Several pedestrians who heard him came over to us. I entertained the troops by crowing that I had decorated my vehicle myself, cutting every flower and polka dot individually. My car was receiving its deserved attention, and I was overjoyed that my grandchildren had witnessed the show.

“Do you know that man?” Zellik asked cautiously.

“No,” I answered. “But you see that this car is a friend-magnet!”

“He was missing a lot of teeth,” Miriam noted.

“He smelled like smoke,” Zellik added.

“He was probably a very good person,” I admonished. “You can’t tell anything about the inside from the outside.”

“I know,” Zellik nodded, “Your car doesn’t look good, but it runs fine.”

In the store, Joe, one of the managers, stopped us.

“Love the car,” he said, “Cool!”

Twenty-something Joe is very tall, has spiky purple hair, multiple piercings and a zillion tattoos. He wears lots of leather and neon, and that day was sporting lime green high-tops. He bent down to talk to Miriam and Zellik.

“Hello, little ones,” he said in his sweetest voice to two completely dazzled youngsters. “Do you love to ride in that car?”

“My Bubbe decorated it by herself,” Miriam decided to change her tune, and I sensed that Joe’s vehicle admiration might rub off on her.

“It’s old, but it’s special,” Zellik assured him – referring to the auto, I belive, and not me.

Anyway, to celebrate, I bought each of us two tie-dyed t-shirts. I showed them to Joe for evaluation.

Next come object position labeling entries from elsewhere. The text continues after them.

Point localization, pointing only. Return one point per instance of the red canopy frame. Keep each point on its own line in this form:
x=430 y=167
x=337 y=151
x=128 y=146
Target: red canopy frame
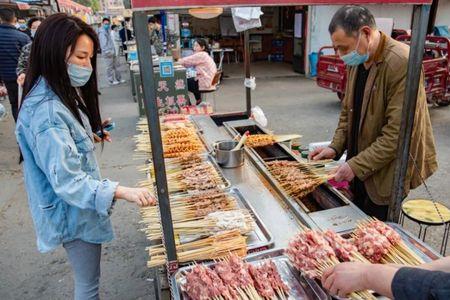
x=163 y=4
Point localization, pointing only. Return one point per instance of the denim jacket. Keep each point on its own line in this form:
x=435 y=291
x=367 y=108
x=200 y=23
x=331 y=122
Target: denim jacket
x=67 y=197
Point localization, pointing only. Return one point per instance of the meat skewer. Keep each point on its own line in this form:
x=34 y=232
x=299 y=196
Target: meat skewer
x=310 y=253
x=398 y=251
x=344 y=249
x=297 y=182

“Far out,” he declared approvingly.

That evening, I pulled out a storage box. There under the fringed suede vest and the batik scarves was my DIY macramé shopping bag, perfect for library books and thrift store purchases.

I hear that paisley and madras are back. I’ve got to find my old hand-blocked paisley tablecloths and figure out how to make them into seat covers for my car!

Chana Shapiro is an educator, writer, editor and illustrator whose work has appeared in journals, newspapers and magazines.